A day after winning European Union approval for a huge bank bailout and breathing space on its deficit programme, Prime Minister Mariano Rajoy warned Parliament that Spain's future was at stake as it grapples with recession, a bloated deficit and investor wariness of its sovereign debt.

'We are living in a crucial moment which will determine our future and that of our families, that of our youth, of our welfare state,' said Mr Rajoy.

'This is the reality. There is no other, and we have to get out of this hole. We have to do it as soon as possible, and there is no room for fantasies or off-the- cuff improvisations because there is no choice.'

The spending cuts, designed to cut €65 billion of state budgets by 2015, include a wage cut for civil servants and Members of Parliament, and a new wave of closures of state-owned companies.

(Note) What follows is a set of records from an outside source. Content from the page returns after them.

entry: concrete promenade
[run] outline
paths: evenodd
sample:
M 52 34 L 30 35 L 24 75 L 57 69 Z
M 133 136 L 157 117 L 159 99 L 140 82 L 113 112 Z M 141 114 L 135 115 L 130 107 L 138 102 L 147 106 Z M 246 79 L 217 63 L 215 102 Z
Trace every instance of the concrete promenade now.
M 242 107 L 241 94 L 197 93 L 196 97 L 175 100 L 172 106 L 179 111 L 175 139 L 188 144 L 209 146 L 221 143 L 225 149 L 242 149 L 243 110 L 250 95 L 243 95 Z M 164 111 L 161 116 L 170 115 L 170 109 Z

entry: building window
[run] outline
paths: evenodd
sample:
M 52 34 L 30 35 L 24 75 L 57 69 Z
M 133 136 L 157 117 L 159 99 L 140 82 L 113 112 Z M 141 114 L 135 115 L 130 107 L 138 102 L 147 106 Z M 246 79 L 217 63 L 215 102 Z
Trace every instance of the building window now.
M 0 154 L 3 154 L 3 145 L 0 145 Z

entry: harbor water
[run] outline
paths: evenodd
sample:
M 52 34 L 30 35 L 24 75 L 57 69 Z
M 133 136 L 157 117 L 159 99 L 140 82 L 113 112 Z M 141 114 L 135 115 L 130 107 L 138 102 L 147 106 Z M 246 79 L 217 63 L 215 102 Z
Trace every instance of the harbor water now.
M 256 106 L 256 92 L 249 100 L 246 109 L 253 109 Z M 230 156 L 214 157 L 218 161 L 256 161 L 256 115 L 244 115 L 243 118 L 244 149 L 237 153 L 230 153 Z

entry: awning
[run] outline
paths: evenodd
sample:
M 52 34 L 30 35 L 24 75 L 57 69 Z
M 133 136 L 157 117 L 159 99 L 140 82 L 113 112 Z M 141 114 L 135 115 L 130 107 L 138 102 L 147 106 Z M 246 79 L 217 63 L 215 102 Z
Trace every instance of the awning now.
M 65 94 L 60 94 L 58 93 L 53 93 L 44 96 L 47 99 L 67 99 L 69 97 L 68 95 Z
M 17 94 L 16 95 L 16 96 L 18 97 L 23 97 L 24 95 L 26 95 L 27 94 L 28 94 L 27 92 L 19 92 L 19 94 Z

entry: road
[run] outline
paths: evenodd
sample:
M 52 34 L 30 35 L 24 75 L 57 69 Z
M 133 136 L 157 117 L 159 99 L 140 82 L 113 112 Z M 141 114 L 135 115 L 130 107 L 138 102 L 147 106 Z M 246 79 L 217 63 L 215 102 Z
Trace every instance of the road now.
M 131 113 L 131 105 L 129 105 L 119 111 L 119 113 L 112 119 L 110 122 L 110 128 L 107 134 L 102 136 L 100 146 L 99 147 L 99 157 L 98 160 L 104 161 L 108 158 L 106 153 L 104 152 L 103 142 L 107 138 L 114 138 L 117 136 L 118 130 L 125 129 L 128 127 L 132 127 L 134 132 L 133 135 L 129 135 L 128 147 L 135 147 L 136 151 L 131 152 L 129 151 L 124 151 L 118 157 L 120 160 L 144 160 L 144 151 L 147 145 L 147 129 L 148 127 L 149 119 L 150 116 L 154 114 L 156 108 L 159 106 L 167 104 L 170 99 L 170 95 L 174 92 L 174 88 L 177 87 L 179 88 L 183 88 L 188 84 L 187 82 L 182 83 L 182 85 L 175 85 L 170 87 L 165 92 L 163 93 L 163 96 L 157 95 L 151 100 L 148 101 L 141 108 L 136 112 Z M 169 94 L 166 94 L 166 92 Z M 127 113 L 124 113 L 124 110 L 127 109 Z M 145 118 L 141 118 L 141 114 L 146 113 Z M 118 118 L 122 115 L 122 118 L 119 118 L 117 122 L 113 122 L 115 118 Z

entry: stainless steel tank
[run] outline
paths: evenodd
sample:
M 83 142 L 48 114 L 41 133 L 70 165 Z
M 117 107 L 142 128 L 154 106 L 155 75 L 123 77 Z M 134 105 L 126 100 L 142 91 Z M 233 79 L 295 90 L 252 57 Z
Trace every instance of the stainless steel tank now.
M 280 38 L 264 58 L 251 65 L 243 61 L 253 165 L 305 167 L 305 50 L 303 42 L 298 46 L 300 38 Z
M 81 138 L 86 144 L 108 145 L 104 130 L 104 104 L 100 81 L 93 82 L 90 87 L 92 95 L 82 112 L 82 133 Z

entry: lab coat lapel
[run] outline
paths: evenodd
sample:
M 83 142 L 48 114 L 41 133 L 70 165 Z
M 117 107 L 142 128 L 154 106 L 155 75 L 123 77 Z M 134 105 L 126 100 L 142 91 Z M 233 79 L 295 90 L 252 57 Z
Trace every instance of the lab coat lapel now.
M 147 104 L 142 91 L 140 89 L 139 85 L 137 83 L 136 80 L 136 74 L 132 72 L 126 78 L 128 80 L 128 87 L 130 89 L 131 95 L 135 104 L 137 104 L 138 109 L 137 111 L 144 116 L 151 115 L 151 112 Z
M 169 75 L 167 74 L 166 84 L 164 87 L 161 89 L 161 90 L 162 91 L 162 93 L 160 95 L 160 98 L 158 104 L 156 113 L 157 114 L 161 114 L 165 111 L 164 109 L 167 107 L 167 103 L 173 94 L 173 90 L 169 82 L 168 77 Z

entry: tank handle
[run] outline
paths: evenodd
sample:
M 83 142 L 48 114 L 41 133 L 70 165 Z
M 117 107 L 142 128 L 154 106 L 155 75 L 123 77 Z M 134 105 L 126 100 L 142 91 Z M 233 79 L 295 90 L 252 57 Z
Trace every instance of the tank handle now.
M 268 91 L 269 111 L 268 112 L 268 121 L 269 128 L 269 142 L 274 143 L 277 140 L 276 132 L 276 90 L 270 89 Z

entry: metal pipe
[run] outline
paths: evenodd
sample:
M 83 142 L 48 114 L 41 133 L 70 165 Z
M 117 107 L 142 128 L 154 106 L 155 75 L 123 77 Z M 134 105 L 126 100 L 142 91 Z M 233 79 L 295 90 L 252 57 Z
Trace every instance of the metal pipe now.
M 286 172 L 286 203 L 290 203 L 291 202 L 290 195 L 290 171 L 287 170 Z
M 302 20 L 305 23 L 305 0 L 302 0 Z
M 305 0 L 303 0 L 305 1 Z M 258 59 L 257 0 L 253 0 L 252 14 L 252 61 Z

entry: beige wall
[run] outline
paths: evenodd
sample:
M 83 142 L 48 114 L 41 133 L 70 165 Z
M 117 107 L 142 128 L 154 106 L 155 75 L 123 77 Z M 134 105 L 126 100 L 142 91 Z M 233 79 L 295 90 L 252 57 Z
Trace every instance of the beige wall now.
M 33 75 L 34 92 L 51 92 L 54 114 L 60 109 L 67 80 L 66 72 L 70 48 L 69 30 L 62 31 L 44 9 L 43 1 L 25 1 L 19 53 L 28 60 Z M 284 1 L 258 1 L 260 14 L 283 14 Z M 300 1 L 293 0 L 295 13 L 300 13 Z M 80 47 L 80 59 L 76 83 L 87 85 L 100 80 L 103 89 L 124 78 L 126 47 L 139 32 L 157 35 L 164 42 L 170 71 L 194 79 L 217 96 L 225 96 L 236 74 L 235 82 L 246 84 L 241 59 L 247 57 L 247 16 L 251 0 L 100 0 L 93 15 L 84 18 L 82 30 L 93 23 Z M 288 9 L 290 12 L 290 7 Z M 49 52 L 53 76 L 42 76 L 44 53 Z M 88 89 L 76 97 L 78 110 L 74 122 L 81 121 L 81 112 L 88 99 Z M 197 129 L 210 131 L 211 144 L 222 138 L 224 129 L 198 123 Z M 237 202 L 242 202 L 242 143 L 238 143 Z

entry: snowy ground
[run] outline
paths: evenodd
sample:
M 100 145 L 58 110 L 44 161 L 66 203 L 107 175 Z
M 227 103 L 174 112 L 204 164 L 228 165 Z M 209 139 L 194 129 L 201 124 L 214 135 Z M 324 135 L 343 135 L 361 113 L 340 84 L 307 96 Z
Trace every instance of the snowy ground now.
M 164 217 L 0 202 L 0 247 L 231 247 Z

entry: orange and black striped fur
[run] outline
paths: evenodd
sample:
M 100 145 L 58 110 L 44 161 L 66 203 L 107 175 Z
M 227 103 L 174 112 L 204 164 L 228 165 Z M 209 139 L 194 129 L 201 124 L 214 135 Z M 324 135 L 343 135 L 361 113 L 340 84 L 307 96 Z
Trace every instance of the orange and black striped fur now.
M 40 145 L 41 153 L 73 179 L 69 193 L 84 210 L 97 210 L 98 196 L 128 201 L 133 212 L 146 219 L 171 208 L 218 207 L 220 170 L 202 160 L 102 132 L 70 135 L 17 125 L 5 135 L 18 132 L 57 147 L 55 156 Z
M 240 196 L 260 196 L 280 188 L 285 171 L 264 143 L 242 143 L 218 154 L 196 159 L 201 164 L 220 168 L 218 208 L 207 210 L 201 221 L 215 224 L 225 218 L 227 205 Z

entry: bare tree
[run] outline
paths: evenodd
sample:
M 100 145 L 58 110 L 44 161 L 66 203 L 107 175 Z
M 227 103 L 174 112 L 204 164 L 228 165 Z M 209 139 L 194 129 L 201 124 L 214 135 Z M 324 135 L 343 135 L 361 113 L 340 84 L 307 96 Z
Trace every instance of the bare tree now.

Spain will also speed up a gradual increase in the retirement age from 65 to 67.

The measures are in exchange for the bank bailout of up to €100 billion granted to Spain by the other 16 countries that use the euro.

Finance ministers approved the bailout programme at meetings in Brussels this week and as much as €30 billion could flow to Spain's banks by the end of the month.

The country's banks are saddled with billions of euros in toxic loans and assets following the collapse of the country's real estate market.

Spain, the fourth-largest economy in the euro zone, has been struggling to keep a lid on its government deficit amid a recession while trying to support its troubled banking industry.

There are fears that should Spain need a bailout of its own, the euro zone would struggle to finance it, pushing the region further into recession.

Blaming the previous Socialist government for the legacy of an 8.9 per cent deficit last year, Mr Rajoy said: 'The excesses of the past must be paid in the present.'

Highlighting the need to trim the civil service, he said while nearly three million private sector jobs had been lost since 2007, public sector employment numbers had increased by 289,000.

'I know the measures are not pleasant but they are imperative,' he said.

The increases in sales tax included a 3 percentage point hike on products and services like clothing, cars, cigarettes and telephone services to 21 per cent and a 2 percentage point increase on goods such as public transport fares, processed foods and bar and hotel services to 10 per cent.

The increases were widely expected but go against campaign pledges made by Mr Rajoy before he was elected in November and since he came to power.